Que el arte en cierto sentido viene de fuera o abre una grieta hacia «lo otro» es la idea que vertebra el ensayo y le aporta un incómodo atractivo que reconocemos como veraz. Ejemplos de artistas que han visto en el arte algo llegado «desde más allá de los límites de nuestra realidad», como apuntaba Aleksandr Solzhenitsyn en su discurso de aceptación del Premio Nobel de literatura, no faltan. La Ilíada y la Odisea comienzan con las palabras «Canta, oh diosa». La literatura está plagada de musas, de trances, de arrobamientos y febriles estados de concentración que ofrecen sorpresas o ansias insatisfechas a sus creadores. El Charlie Parker retratado por Cortázar en «El perseguidor» desdeña su creación al haber podido vislumbrar en el proceso de composición de su música un «algo más» que persigue pero que le es inaccesible en última instancia. Su obra es testimonio –incompleto– de ello y, por tanto, logro y fracaso simultáneamente. Martel nos presenta a un artista cuya obra trasciende incluso su propia capacidad intelectual. Discernir dónde se mide la capacidad intelectual es otra cuestión. Pero recordemos a Vladimir Nabokov cuando afirmaba: «Cuando pienso soy un genio, cuando escribo tengo mucho talento y cuando hablo soy un tonto». Dioses, musas o elementos del más allá elegirían el vehículo más adecuado en cada caso, dejando en evidencia al autor en según qué parcelas.

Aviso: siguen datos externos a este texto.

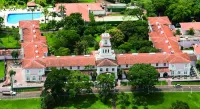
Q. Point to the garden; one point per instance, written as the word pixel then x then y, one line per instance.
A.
pixel 155 101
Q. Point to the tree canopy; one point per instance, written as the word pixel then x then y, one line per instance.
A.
pixel 179 105
pixel 143 76
pixel 61 85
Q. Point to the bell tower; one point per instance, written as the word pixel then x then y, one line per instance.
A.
pixel 105 50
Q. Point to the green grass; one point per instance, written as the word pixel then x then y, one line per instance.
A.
pixel 2 69
pixel 187 83
pixel 161 83
pixel 158 83
pixel 98 38
pixel 86 1
pixel 20 104
pixel 154 101
pixel 27 89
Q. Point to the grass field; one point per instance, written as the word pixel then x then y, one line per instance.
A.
pixel 187 83
pixel 86 1
pixel 155 101
pixel 2 69
pixel 158 83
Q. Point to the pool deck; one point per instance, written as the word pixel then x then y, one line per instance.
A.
pixel 4 14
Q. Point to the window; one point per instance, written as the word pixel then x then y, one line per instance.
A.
pixel 27 78
pixel 156 64
pixel 185 72
pixel 113 69
pixel 105 41
pixel 33 78
pixel 40 78
pixel 172 72
pixel 172 65
pixel 186 65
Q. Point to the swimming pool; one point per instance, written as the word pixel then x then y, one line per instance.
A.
pixel 16 17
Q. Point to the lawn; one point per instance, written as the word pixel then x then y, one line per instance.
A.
pixel 86 1
pixel 155 101
pixel 187 83
pixel 1 69
pixel 158 83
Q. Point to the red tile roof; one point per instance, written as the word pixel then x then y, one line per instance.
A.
pixel 147 58
pixel 106 62
pixel 67 61
pixel 165 69
pixel 196 49
pixel 188 25
pixel 162 36
pixel 160 20
pixel 34 45
pixel 31 3
pixel 82 8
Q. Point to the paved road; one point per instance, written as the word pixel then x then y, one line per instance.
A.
pixel 36 94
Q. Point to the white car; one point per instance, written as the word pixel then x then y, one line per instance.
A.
pixel 9 93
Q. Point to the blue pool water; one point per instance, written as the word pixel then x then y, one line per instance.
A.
pixel 16 17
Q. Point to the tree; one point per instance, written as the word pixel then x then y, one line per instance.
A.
pixel 63 84
pixel 143 76
pixel 15 54
pixel 12 73
pixel 190 31
pixel 46 13
pixel 198 64
pixel 179 105
pixel 1 22
pixel 178 32
pixel 62 10
pixel 138 12
pixel 107 84
pixel 32 10
pixel 53 14
pixel 117 37
pixel 123 100
pixel 62 51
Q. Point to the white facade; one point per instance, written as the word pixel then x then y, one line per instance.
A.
pixel 105 51
pixel 34 74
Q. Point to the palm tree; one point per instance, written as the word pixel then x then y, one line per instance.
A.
pixel 53 14
pixel 12 73
pixel 62 10
pixel 45 12
pixel 15 54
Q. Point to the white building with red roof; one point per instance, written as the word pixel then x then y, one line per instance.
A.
pixel 187 40
pixel 169 62
pixel 83 8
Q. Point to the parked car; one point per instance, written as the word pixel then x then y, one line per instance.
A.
pixel 12 93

Esta idea resta importancia a la relativamente reciente concepción del arte centrada en el autor, reabriendo la sospecha –que lo entronca con sociedades más primitivas– de que quizá el artista sea más vehículo que fuente. La grieta –«abertura al cosmos»– en la realidad que se abre al vincularnos con un poema, con una canción, nos lleva a una suerte de realidad fundamental, difícil de definir salvo por aproximación. Y esa grieta es, en algún aspecto al menos, terrible. Para Martel, el aspecto fascinante de la belleza es algo que no nos plantea ningún problema, pero la parte temible del arte nos pide demasiado, y es precisamente aquello en lo que este texto pone más énfasis. Coincidiendo con los románticos, muestra que ningún objeto puede ser verdaderamente bello sin ser terrible y que, sin esa parte, reducimos el arte a lo kitsch.

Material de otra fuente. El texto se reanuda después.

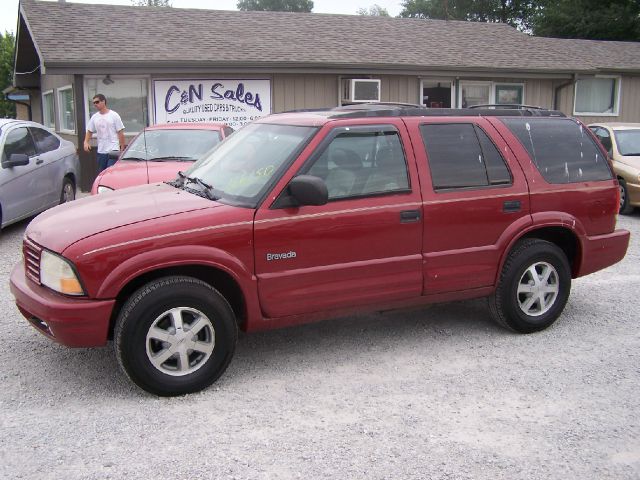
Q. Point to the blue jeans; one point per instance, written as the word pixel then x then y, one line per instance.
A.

«Considero que el arte es el espejo a través del cual los dioses nos hablan. Uno siempre puede responder a esto diciendo que los dioses son ficciones. Pero ¿qué no es ficción en esta vida? Estamos hechos de historias. Nada es más real, más objetivo, que las historias», afirmaba en una entrevista. Vindicación del arte en la era del artificio cree en lo oculto, en los dioses que se manifiestan a través de la ficción o en lo que hay de sobrehumano en el arte. Es un ensayo-templo en donde se teme lo terrible, se exalta la belleza y se vindica, o venera, el arte como dios laico, útil para la sociedad de hoy, que ha perdido la fuerza de sus cultos y, necesitada quizá de nuevas teologías, de nuevos espacios de lo sagrado, sigue buscando puentes con lo que desconocemos.

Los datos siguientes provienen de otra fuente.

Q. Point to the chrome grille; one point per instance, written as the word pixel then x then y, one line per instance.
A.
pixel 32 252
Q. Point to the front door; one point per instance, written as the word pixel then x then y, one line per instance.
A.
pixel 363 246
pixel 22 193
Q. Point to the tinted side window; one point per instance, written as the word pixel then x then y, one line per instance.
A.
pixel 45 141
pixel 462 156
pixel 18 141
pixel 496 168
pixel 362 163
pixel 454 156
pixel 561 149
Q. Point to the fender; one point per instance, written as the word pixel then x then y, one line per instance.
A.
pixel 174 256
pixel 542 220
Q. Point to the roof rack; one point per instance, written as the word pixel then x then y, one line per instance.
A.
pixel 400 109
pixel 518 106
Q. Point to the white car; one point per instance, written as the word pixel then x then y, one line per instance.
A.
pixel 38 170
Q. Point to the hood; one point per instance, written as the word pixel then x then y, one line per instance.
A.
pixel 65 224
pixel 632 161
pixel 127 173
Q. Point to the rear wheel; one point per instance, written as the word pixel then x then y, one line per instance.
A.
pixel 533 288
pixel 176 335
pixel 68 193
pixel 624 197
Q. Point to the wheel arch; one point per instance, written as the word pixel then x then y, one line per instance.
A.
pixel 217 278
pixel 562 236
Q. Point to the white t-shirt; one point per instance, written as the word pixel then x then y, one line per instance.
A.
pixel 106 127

J. F. Martel quiere con este ensayo vindicar el arte en detrimento del artificio; es una obra que diciendo no deviene en una apasionada afirmación. Y es que recordarnos la utilidad del arte hoy, cuando acudimos a las galerías de arte contemporáneo con la frecuente sospecha de estar frente a un bluf o a las salas de conciertos como un ejercicio social pero sin ningún deseo de reproducir en nuestra casa la noise music del afamado compositor que nos ha dejado sin palabras, sienta como frotarse los ojos para ver con mayor claridad. No es un postulado para volver al arte del pasado ni una propuesta con ecos academicistas, es más bien una pequeña sacudida para no perder de vista lo esencial. Frente al producto estético diseñado «para servir a razones instrumentales», define arte como aquello capaz de revelar «la esencialidad de las cosas». De ahí su utilidad, derivada paradójicamente de su renuncia a ser útil.